Wompler’s face had drained white. His throat worked, but it was some time before he could talk. Then his face got all red and he was shouting. “You’re crazy,” he cried. “You’re a crazy, no good, meddling louse who has a mad on for me, I don’t know why. I’m clean. I have nothing to do with this. If you don’t stop-bothering me I’m going to call the cops, so help me.”
“Go ahead and call them. But they don’t know you were the last person to see her alive. They don’t know yet.”
“Oh, God,” Wompler moaned. Audrey just stood there, nursing her fo
rearm and not saying anything.
“Listen, Wompler. You shape up as a dirty liar every time you open your mouth. Maybe you’re afraid of something and trying to cover, or maybe it’s a disease with you. I don’t know. But…”

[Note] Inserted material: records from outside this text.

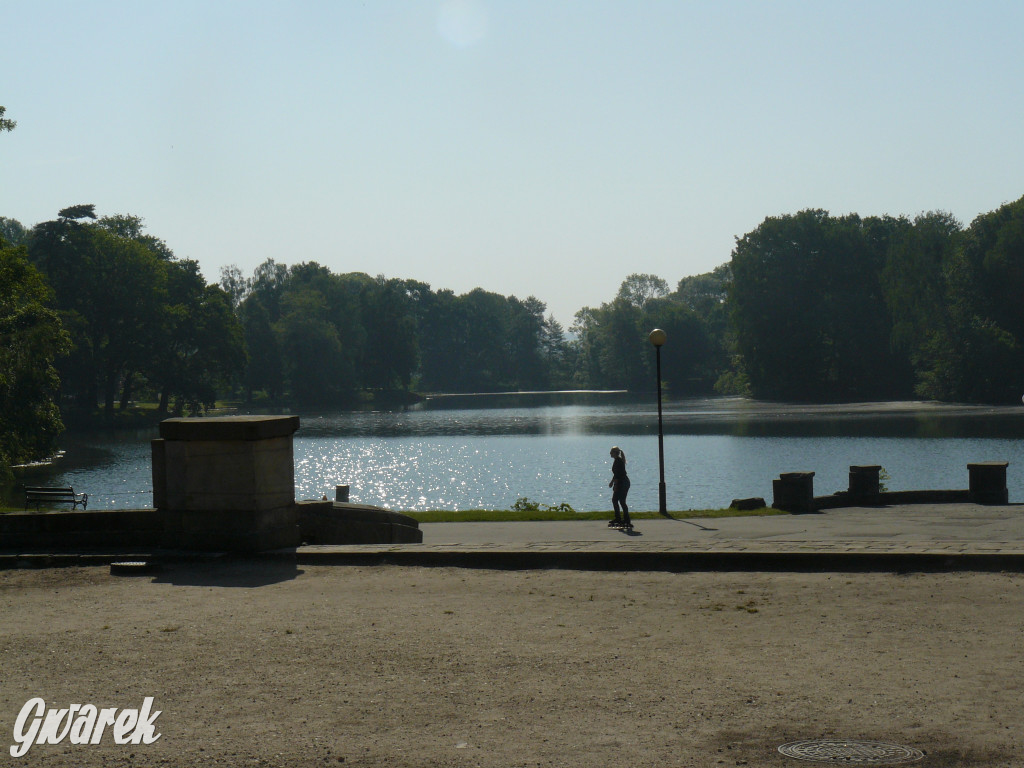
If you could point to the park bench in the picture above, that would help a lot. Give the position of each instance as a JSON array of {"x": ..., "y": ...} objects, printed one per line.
[{"x": 40, "y": 496}]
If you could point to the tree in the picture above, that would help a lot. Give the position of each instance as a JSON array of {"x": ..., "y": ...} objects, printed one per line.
[
  {"x": 808, "y": 310},
  {"x": 12, "y": 232},
  {"x": 978, "y": 352},
  {"x": 390, "y": 351},
  {"x": 201, "y": 343},
  {"x": 31, "y": 338},
  {"x": 5, "y": 123},
  {"x": 310, "y": 347}
]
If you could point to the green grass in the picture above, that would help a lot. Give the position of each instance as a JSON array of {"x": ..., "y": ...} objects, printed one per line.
[{"x": 506, "y": 515}]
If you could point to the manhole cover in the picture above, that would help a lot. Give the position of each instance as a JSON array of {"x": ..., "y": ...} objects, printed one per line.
[
  {"x": 130, "y": 567},
  {"x": 850, "y": 753}
]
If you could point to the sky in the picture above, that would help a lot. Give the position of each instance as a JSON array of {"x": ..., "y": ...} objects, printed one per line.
[{"x": 544, "y": 148}]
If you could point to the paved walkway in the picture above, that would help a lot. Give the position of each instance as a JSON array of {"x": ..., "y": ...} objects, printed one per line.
[
  {"x": 944, "y": 537},
  {"x": 941, "y": 537}
]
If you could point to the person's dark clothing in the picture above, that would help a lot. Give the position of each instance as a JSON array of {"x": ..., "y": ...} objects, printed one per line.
[{"x": 620, "y": 487}]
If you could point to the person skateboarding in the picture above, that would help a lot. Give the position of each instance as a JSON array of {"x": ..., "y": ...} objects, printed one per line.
[{"x": 620, "y": 487}]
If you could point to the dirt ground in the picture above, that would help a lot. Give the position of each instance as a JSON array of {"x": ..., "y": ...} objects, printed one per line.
[{"x": 272, "y": 665}]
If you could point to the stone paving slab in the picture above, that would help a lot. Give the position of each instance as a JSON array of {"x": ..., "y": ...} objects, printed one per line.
[{"x": 948, "y": 537}]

“I’m asking you, Mr. Chase. Please. I’m a publisher. Some people say smut and smear, but I want to go classy. I had enough of that pervert stuff. All I want to do is mind my own business and publish good picture magazines. There’s no reason I should lie to you, no reason at all. There’s no reason you should keep on bothering me like this.”
I grabbed him off the chair by the lapels of his pinstripe jacket. “Get this straight,” I growled in his face. “I intend to find out who killed Jo-Anne.” His lower lip was trembling. His nostrils were flaring with every breath he took. “You better hope you’re not involved,” I said. “You damn well better!”
I let him fall. Audrey caught him and eased him to the floor, where she sat down and ran her long fingers through his wavy hair, cooing to him softly. What the hell, I thought suddenly. That big broad with muscles must be his mother-image.
“You can go to the cops,” she called as I left. “We should care. We were together all night.”
I checked with the girls on the sets and found that Stephanie hadn’t come in to work yet, which wasn’t odd since most of them only put in one or two hours a day, then trotted their cheesecakes and cookies on home. A gent carrying a portfolio was out in the reception room, but I told him I didn’t think Wompler would be seeing anyone for a while.
I needed a drink. I needed a whole passel of drinks.
But first I’d see if Guido could make like an armory and equip me for whatever my snooping might uncover.
Chapter Eleven
I found him at a used-car lot on Bruckner Boulevard in the Bronx, wiping snow from the automobile bargains with a plastic scraper. The boss was drinking coffee in the shed nearby, Guido said. The boss must have been not only of the old school but its president emeritus, for all the time we talked Guido pretended he was conning a potential buyer.
“How about this Chevy?” he said, and “Yeah, I can get you an equalizer. I ask you, ever see anything like it? 1946 model and only forty-seven thousand miles.”